In total, 11 studies were included, which evaluated endometrial lesions. F, D, D∗, MD, and MK IVIM and DKI parameters had different diagnostic performances, with AUC ranging from 0.601 to 0.98. Sensitivity and specificity also differed widely between studies. The majority of studies used Echo Planar Imaging (EPI) sequences. Risk of bias assessment indicated moderate-to-high methodological quality.
IVIM and DKI could offer promising non-invasive methods for distinguishing endometrial lesions. Yet, differences in methodology and heterogeneity of studies emphasize the necessity for further standardization.
IVIM and DKI MRI can be used as non-invasive quantitative tools to provide insights about tissue microstructure and perfusion characteristics which help clinicians in characterization of endometrial cancers.
恰当的临床管理需要准确区分良性和恶性子宫内膜病变。体素内不相干运动(IVIM)和扩散峰度成像(DKI)是非侵入性MRI方法,已成为这种区分的关键工具。本系统评价比较了IVIM和DKI在评估子宫内膜病变中的诊断准确性。

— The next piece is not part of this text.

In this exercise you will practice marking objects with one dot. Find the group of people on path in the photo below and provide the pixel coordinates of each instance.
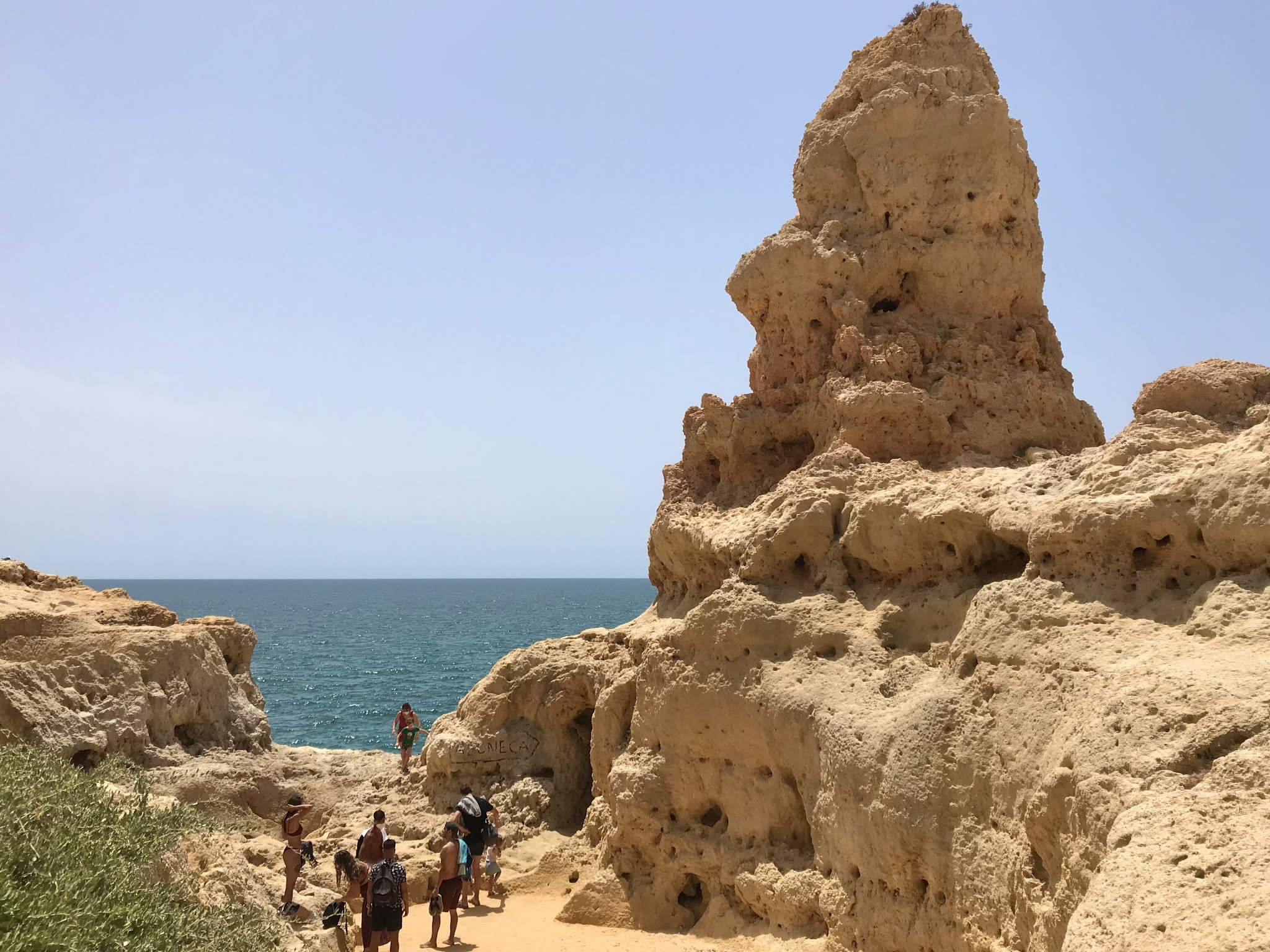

使用相关数据库对文献进行系统评价。纳入标准为比较IVIM和DKI用于区分良性和恶性子宫内膜病变并提供诊断性能统计数据(如曲线下面积(AUC)、特异性和敏感性)的研究。由于纳入研究的异质性,如b值变化、MRI扫描仪的磁场强度、无标准化扫描参数以及文章中报道的感兴趣区域(ROI)选择差异,本评价未进行荟萃分析。使用QUADAS-2工具评估偏倚风险。
总共纳入了11项评估子宫内膜病变的研究。IVIM和DKI参数F、D、D∗、MD和MK具有不同的诊断性能,AUC范围为0.601至0.98。不同研究之间的敏感性和特异性也有很大差异。大多数研究使用回波平面成像(EPI)序列。偏倚风险评估表明方法学质量为中度至高。
IVIM和DKI可为区分子宫内膜病变提供有前景的非侵入性方法。然而,方法学差异和研究异质性强调了进一步标准化的必要性。
IVIM和DKI MRI可作为非侵入性定量工具,提供有关组织微观结构和灌注特征的见解,有助于临床医生对子宫内膜癌进行特征化。